In some Chinese cultures, people would ring bells to prevent a dragon or other wild animals from biting the Moon. In the nineteenth century, during a lunar eclipse, the Chinese navy fired its artillery because of this belief. During the Zhou Dynasty in the Book of Songs, the sight of a red Moon engulfed in darkness was believed to foreshadow famine or disease.
Change to reddish cast
Certain lunar eclipses have been referred to as “blood moons” in popular articles but this is not a scientifically-recognized term. This term has been given two separate, but overlapping, meanings.
The first, and simpler, meaning relates to the reddish color a totally eclipsed Moon takes on to observers on Earth. As sunlight penetrates the atmosphere of Earth, the gaseous layer filters and refracts the rays in such a way that the green to violet wavelengths on the visible spectrum scatter more strongly than the red, thus giving the Moon a reddish cast.

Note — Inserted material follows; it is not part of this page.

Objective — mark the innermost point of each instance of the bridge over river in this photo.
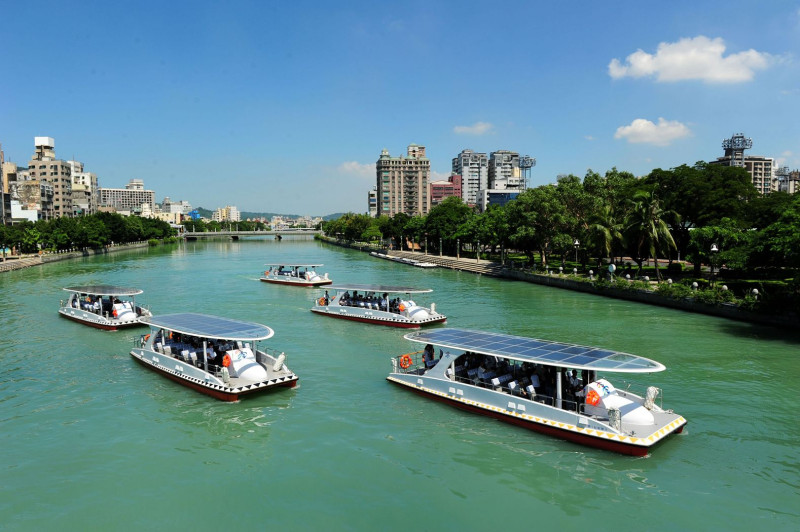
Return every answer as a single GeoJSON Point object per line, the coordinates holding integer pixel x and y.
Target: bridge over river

The second meaning of “blood moon” has been derived from this apparent coloration by two fundamentalist Christian pastors, Mark Blitz and John Hagee. They claimed that the 2014–15 “lunar tetrad” of four lunar eclipses coinciding with the feasts of Passover and Tabernacles matched the “moon turning to blood” described in the Book of Joel of the Hebrew Bible. This tetrad was claimed to herald the Second Coming of Christ and the Rapture as described in the Book of Revelation on the date of the first of the eclipses in this sequence on April 15, 2014.